誰もが恐れる異形の王の姿を見ても、娘は怯える様子もなくただ首を傾げました。
「娘、おまえが誰の求婚にも応じないというのは本当か」
「はい、異形のお方」
「ならば、わたしからの求婚も拒むか」
「はい、異形のお方」
「ならば、おまえは何を望むのか」
「いいえ、異形のお方。わたくしは何も望みません」
噂通り、どんな言葉にも頑なに首を振る娘に異形の王はすっかり興味を持ってしまいました。

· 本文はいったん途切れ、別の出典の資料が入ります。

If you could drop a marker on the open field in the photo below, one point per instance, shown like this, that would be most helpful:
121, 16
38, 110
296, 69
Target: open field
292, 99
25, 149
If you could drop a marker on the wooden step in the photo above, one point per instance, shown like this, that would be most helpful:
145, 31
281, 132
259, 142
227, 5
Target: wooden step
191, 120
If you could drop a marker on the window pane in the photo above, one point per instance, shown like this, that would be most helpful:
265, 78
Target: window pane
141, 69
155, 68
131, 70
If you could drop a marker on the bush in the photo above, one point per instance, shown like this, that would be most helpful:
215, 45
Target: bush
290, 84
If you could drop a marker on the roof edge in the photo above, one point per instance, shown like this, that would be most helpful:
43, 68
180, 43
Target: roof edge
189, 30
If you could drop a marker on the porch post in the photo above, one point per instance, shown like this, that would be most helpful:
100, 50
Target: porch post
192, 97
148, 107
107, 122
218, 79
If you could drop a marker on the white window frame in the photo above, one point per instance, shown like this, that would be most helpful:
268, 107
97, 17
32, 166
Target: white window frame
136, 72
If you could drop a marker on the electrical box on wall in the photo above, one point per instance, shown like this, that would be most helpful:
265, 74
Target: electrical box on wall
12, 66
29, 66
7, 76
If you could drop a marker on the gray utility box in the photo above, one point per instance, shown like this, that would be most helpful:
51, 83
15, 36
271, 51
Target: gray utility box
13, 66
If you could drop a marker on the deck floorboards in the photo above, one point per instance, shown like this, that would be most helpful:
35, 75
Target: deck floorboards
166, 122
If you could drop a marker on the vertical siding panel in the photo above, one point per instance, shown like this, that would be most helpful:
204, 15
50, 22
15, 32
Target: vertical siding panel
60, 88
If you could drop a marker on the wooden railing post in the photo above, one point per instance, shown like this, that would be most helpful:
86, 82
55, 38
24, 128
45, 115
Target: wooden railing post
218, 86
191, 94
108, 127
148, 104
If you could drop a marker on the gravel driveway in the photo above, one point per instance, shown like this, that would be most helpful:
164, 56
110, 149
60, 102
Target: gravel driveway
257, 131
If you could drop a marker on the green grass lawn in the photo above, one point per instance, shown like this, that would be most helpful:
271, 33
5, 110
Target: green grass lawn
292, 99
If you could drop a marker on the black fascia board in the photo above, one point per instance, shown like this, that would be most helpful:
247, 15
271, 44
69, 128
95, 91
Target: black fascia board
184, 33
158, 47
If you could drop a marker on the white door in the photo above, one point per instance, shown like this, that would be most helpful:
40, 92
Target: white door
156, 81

異形の王は王であるが故に、己が欲するものはなんでも持っていましたから、自分のものにならぬという娘が欲しくなってしまったのです。
「おまえが何も望まぬと言うのなら、わたしが連れ帰っても問題あるまい」
そうして、異形の王は自分の住まう闇の中へ娘を連れ去ってしまいました。
明くる日、娘がいないことに気付いた両親は国中を探し回りましたが、ついに娘は見つかりませんでした。
闇の中、連れ去られた娘のその後を知る者は誰もいません。
……そう誰も。
忘れ去られた童話の続き。
末永く幸せに暮らしましたた、と締めくくられるべき異形の王と美しい娘の恋物語は、こうして幕を開けたのでございます。
そして、ありがちな運命の恋は彼女の死をもって幕を閉じる。